Without dopamine being produced, the basal ganglia is excessive and abnormal patterns of activity occurs and it blocks the thalamus output to cortex which explains the low amount of movement in Parkinson’s.

Question 26

How can deep brain stimulation be used in Parkinson’s?

Answer 26

Deep brain stimulation dampens the irregular activity and reverses inhibition/ clouding of normal information processing.

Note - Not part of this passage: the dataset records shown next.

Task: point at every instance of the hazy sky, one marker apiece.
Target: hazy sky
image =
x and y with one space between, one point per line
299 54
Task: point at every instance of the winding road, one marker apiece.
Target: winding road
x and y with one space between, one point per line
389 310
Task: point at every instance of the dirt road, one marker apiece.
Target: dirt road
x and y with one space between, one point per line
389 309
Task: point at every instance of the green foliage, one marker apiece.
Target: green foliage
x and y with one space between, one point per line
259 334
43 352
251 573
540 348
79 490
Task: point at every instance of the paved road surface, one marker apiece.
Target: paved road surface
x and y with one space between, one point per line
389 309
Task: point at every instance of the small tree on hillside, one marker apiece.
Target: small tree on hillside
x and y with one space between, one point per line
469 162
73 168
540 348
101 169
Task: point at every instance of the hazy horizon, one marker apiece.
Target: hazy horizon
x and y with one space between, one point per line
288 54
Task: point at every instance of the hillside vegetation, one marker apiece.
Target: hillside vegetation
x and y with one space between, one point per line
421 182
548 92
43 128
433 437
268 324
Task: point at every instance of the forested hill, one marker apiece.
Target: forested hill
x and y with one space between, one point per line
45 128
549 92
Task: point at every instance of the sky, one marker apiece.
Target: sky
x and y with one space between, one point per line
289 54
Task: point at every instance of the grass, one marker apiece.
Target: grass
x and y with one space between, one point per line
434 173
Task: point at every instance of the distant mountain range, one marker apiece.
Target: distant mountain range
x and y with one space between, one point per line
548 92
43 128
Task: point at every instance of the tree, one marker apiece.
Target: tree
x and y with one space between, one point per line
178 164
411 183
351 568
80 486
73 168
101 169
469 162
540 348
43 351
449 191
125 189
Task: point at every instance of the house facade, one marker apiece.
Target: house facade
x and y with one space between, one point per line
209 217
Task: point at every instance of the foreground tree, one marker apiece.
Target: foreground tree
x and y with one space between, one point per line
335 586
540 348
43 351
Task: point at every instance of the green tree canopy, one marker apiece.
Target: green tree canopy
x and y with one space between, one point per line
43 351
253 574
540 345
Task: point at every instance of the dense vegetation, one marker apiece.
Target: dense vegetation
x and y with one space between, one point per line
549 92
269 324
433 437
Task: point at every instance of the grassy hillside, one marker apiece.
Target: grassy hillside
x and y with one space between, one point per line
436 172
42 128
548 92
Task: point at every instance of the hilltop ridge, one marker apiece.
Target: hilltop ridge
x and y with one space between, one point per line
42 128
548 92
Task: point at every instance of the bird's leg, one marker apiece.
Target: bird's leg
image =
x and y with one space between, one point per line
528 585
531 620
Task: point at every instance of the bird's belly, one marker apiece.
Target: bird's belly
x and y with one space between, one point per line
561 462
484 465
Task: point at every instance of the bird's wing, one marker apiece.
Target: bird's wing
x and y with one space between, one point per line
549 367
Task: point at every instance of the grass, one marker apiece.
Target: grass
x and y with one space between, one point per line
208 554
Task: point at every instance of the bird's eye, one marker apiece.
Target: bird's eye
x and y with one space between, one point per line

The basal ganglia give back control to the thalamus in initiation, organisation and finishing movements.

Stops the brake on the thalamus

Question 27

How has deep brain stimulation been used in depression?

Answer 27

Deep brain stimulation been used in depression by using two electrodes. One as a detector, sensing emotion and level of depression from the Amygdala (temporal lobe of brain)

And the other is a stimulator that drives positive feelings located in the ventral striatum - reward centre

This is a closed loop that when depression is detected stimulates reward centres to counteract this.

Question 28

What its the famous mirror neurons?

Answer 28

This is when neurons fire observing grasping and then fire doing grasping. Its observed in animals who copy others movements that they see and try to replicate it.

This also works in humans when we see others in pain we respond to it in our brains feeling empathy as we know or can imagine the pain.

This can be blunted in autistic people hence how they find it difficult to empathise with others.